ISWC 2024 Challenge:
Anomaly Detection on Dynamic Knowledge Graphs
Join our Slack channel for more updates!
Dynamic knowledge graphs (DKGs) are increasingly recognized for their ability to depict the ever-changing nature of knowledge over time. Harnessing the power to capture topological transformations, DKGs offer invaluable insights into the evolution of knowledge across various domains such as open KGs, social media dynamics, industrial advancements (Industry 4.0), and healthcare innovations. Despite their versatility and advantages, the absence of comprehensive benchmark datasets hinders the evaluation of machine learning techniques utilizing DKGs.
Within the Data folder in this reposity, you will find DKGs seperated by timestamp. Each graph is represented in ttl format and the UTC timestamp of the graph is provided in the filename. They are placed in different folders per day to make this clear. Each KG can be represented as a set of triples where subject and object nodes are linked to eachother using a relationship. If this new for you, more information about the ttl or turtle format can be found here.
This data was constructed from a e-commerce microservice platform. In a microservice cluster, different services work together to achieve the best possible way to adapt different software components to new unkown behaviour.
The goal of this track is to predict occuring anomalies within an unseen test set. The data can be found in the Track 1 folder. For each round, both the knowledge graphs, a label.csv file and an example submission can be found.
Submissions can be made using the challenge eval.ai platform
In this round, training labels for 3 days are provided within this repository. The goal is to make predictions for the last two days within this dataset. Evaluation criterea can be found at the evalai competition platform, which will host this challenge.
In this round, a brand new evaluation set of 2.5 days is provided to be evaluated. The goal is to predict where the anomalies can be found within this dataset AND the anomaly type. We've updated the labels of round 1 to train new models or to update already existing models. More information can be found at the eval.ai round 2 description
The objective of Track 2 is to identify anomalies promptly as they emerge. In the realm of dynamic knowledge graphs, new graphs are continuously generated over time. For each graph, a detector is tasked with assessing whether it exhibits anomalous behavior. Your challenge in this track is to create detectors capable of analyzing incoming graphs and detecting anomalies at each timestamp.

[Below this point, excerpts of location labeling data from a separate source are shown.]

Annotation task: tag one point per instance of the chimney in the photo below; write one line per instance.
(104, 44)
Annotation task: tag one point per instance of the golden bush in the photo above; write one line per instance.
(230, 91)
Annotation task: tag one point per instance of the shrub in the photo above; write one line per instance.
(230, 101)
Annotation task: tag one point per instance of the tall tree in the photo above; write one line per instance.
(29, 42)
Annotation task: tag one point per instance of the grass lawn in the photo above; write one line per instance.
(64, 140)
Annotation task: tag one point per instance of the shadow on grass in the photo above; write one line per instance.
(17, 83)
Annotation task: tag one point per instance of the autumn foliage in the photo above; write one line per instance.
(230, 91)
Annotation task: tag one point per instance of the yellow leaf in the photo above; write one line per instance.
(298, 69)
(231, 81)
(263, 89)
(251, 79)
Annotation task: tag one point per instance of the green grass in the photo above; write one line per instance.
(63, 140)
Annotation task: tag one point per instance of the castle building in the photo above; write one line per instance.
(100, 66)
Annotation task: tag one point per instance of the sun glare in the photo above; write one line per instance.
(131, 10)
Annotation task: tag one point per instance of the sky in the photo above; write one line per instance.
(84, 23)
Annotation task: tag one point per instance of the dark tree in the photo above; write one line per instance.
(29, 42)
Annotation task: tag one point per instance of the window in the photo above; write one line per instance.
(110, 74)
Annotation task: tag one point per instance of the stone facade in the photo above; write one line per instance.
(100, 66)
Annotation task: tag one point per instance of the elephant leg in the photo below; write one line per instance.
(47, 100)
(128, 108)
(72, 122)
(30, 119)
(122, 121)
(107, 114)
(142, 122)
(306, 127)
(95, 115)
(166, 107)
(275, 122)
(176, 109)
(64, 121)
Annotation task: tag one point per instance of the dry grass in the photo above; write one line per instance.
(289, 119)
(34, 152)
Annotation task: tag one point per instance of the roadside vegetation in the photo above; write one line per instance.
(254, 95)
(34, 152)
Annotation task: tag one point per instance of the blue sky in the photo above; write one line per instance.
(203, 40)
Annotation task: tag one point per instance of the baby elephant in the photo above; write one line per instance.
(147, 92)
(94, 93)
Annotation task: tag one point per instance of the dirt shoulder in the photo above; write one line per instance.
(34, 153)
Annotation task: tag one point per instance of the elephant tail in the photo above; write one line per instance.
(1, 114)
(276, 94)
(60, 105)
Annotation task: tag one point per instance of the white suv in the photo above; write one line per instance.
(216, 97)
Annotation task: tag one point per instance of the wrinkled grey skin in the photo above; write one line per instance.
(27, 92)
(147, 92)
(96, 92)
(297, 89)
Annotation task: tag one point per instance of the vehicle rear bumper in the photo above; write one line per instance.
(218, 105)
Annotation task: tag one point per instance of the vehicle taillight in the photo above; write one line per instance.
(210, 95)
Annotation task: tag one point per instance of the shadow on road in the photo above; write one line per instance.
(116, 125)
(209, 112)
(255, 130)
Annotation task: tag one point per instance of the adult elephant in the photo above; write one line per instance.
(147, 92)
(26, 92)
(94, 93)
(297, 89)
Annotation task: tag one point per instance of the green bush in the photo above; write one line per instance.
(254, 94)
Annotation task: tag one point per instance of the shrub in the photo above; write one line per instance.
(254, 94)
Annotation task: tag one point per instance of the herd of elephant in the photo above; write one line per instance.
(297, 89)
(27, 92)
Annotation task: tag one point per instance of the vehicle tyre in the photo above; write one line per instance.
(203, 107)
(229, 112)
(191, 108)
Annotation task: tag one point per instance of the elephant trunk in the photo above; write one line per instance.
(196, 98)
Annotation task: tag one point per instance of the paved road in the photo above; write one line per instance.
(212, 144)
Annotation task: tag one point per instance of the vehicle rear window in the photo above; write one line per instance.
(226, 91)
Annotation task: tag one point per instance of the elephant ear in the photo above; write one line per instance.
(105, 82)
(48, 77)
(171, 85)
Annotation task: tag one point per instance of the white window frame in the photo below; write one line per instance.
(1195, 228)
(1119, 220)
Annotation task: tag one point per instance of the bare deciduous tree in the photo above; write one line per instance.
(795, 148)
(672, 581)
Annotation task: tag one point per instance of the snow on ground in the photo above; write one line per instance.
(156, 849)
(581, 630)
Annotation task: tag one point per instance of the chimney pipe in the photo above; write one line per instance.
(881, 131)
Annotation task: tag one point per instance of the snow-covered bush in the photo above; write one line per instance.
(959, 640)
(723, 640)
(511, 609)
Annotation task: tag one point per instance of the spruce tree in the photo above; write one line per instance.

To do this, we provide participants with a full system to replay dynamic graphs. The code can be found within the Track 2 folder.

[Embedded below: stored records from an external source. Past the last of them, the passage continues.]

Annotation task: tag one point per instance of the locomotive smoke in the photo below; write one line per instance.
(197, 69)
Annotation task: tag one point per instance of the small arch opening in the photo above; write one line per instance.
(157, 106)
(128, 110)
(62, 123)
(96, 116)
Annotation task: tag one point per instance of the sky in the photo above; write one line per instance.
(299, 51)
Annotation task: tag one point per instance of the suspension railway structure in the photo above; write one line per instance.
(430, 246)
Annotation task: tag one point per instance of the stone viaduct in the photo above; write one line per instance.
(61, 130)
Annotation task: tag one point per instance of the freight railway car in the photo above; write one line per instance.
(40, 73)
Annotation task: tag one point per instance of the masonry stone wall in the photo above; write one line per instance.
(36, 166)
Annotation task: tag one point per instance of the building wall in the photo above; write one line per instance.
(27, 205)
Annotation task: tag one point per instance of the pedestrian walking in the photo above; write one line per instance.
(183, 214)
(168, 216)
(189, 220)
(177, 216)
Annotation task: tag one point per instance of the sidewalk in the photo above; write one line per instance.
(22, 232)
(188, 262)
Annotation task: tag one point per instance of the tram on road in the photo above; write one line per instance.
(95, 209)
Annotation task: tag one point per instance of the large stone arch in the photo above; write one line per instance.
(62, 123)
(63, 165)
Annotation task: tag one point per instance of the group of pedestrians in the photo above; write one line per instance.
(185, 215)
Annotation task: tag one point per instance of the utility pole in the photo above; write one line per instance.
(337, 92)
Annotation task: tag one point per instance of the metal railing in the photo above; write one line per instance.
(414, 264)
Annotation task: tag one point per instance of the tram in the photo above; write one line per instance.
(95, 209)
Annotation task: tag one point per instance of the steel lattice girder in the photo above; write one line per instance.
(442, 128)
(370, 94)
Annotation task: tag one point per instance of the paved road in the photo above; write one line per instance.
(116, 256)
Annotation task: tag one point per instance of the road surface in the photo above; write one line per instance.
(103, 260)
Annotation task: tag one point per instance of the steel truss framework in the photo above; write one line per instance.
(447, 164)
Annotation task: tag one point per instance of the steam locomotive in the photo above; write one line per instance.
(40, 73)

Our system exists out of 3 components:
* A replayer, which is responsible for replay a dynamic graphs dataset
* A detector, anamoly detection module
* A montior, which is responbsile for scoring the detector against the ground truth labels
The whole system is based upon Kafka to send and receive messages. By doing this, the replayer functionality produces knowledge graph events at defined time intervals. The detector can listen or consume these knowledge graphs and produces new events based on the detectors' outcome (anomalous or not). The monitor consumes then these anomaly messages and compares them against the ground truth (a real operator or a predefined ground truth set). The monitor outputs the true positive, true negative and average time till detection
To make sure everything works harmoniously together, all components are provided in Docker containers and a docker-compose.yaml file is available to automate all necessary building steps.

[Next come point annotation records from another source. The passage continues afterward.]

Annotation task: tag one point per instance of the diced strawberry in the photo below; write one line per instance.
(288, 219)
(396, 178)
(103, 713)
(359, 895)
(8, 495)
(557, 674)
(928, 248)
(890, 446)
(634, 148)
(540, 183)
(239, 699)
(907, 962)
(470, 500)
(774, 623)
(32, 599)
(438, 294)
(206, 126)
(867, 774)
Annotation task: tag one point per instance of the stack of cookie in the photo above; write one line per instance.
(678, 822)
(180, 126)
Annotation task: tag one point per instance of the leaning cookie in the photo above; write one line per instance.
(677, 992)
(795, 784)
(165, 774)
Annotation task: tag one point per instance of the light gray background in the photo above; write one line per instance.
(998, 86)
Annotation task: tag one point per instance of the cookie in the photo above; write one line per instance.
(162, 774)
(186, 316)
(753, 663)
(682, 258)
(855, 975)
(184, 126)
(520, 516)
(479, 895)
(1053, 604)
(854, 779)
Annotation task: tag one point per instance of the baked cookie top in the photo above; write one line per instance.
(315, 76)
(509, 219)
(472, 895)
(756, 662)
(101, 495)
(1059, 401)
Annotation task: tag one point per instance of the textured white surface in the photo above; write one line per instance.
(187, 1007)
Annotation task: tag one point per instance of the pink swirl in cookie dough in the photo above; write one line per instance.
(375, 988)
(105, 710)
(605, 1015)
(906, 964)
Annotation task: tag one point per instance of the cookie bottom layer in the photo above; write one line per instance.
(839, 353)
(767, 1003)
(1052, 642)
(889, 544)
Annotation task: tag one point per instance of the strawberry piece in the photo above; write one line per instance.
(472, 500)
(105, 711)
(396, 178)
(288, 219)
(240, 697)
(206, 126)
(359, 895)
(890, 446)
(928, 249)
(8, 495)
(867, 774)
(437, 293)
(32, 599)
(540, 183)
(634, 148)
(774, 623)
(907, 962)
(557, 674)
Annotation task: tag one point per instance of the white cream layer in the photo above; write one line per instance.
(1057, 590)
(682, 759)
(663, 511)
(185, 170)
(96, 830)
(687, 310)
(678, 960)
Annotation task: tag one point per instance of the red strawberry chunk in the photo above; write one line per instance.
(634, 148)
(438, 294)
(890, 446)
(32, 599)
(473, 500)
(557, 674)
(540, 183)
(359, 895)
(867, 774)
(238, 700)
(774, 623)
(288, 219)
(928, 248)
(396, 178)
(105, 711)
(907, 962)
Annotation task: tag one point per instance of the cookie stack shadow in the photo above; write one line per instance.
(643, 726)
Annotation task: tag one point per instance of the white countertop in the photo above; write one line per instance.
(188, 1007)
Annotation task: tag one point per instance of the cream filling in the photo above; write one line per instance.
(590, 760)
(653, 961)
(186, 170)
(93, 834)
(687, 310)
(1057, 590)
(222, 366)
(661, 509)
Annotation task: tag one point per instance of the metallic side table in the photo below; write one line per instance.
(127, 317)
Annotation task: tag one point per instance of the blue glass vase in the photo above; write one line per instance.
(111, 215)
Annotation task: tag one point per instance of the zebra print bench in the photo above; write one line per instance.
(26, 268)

While we have implemented the replayer and monitor, the goal for the participants is to create a detector Docker container. They can either extend the provided detector with new functionality or create a new one based on the provided template.
We would like to ask the participants to host their detector containers in a public repository (e.g., using Docker Hub) and send us this link through the provided Google submission forms. Evaluation against a hidden replay dataset for each round will be performed after the defined submission dates.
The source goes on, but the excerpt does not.